Whether you’re keeping track of your macros, or simply monitoring the intake of nutrients your kids eat daily, there is no doubt that the nutritional facts chart provides valuable information. Registered dietitian Sally breaks down the complexities of the updated chart that can sometimes feel overwhelming to understand.

Some people say that food labels don’t matter as long as you’re choosing healthy foods.

But I disagree–food labels reveal a lot. That “healthy” chia muffin might contain a day’s worth of added sugar, and that hearty-looking “cracked wheat” bread could have zero fiber. You won’t know unless you look at the label.

And now those labels are new and improved because after 20 years, the Nutrition Facts Panel got a little makeover.

You’ve probably seen the new label already, since large manufacturers were required by the FDA to start using it last month. Smaller companies have another year to comply.

The new label is designed to make it easier for you to make choices–and reflect more current knowledge about nutrition.

Here are the biggest changes to know about the new food label:

Key information is easier to spot.

You’ll see a larger font for calories, serving size and servings per container. That’s an important starting point for reading the rest of the label, so the FDA wanted to make sure those values stood out.

Serving sizes are realistic.

Serving sizes have changed to better represent how much people actually eat and drink. A serving of soda went from 8 ounces to 12 ounces, the size of a standard soda can. A serving of ice cream has grown from ½ cup to ⅔ cup (which, let’s face it, is probably still too small!). And if a product comes in what looks like a single serving container but isn’t (like a 20-ounce bottle of lemonade or a small two-serving bag of chips), manufacturers must list the calories and nutrients for the whole package as well as just one serving.

Sugar makes more sense.

There’s so much emphasis on limiting sugar, but food labels have been confusing for items like fruit, milk, and plain yogurt, which all contain natural sugar–not the type you need to limit. On the new label, “added sugar” (the kind put in by manufacturers in the form of table sugar, honey, and other sweeteners) must be listed below total sugar. There’s also a Daily Value listed for added sugar: 50g or about 10% of total calories.

Looking to cut added sugars in your diet? Check out this episode of Food Rx for more tips.

Outdated info was scrapped.

Remember when fat was the enemy? With much less obsession over avoiding fat–and science to show that it’s the kind of fat that matters, not how much–”calories from fat” was cut from the label. I say, good riddance!

There’s new advice about sodium and fiber.

The Daily Value for sodium decreased from 2,400mg to 2,300mg–so your favorite canned soup or frozen dinner might look a little higher in salt. But the Daily Value for fiber has increased from 25g per day to 28g because there’s so much research linking high-fiber diets with better health.

How much fiber should your family be getting?

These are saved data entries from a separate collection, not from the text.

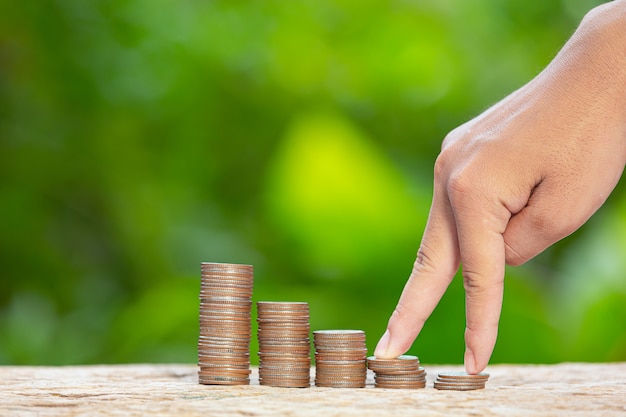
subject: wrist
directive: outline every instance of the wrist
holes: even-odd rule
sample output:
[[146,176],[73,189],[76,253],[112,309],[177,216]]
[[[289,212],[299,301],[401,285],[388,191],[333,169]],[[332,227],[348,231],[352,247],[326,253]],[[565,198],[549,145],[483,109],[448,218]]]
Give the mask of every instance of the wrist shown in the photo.
[[614,32],[614,36],[619,36],[623,32],[624,23],[626,23],[626,0],[614,0],[587,12],[581,26],[588,25]]
[[[615,0],[591,9],[574,34],[586,38],[596,58],[614,71],[618,79],[626,79],[626,0]],[[622,90],[626,93],[626,91]]]
[[624,28],[626,0],[592,9],[533,84],[570,124],[597,132],[626,163]]
[[556,66],[569,75],[570,88],[626,123],[626,0],[589,11],[557,56]]
[[[604,75],[614,81],[614,93],[618,100],[615,111],[621,114],[626,125],[626,0],[604,3],[590,10],[580,29],[588,33],[604,60]],[[602,74],[602,73],[600,73]],[[626,165],[626,136],[622,143],[622,154]]]

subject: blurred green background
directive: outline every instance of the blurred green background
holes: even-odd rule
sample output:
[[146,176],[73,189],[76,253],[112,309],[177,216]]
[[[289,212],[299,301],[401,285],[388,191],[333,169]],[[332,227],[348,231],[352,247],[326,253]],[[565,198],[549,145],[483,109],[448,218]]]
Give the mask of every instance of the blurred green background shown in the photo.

Check out this post for tips and ideas to eat more.

Vitamin D and potassium get some spotlight.

Vitamin D and potassium must now be listed on the label because they’re “nutrients of concern” that most people don’t get enough of. On the other hand, values for Vitamins A and C aren’t required anymore, since they’re easier to get.

Daily Values are (sort of) demystified.

Percent Daily Values are confusing, so the new label includes a little footnote explaining them: “The % Daily Value tells you how much a nutrient in a serving of food contributes to a daily diet.” Still confused? Think of Daily Values as general daily recommended amounts (or limits) of nutrients. The percentages on the label tell you how much that food contributes toward the Daily Value. A quick and dirty tip on Daily Values: 5 percent or less is low (good for things like sodium), 20 percent or more is considered high (good for things like fiber).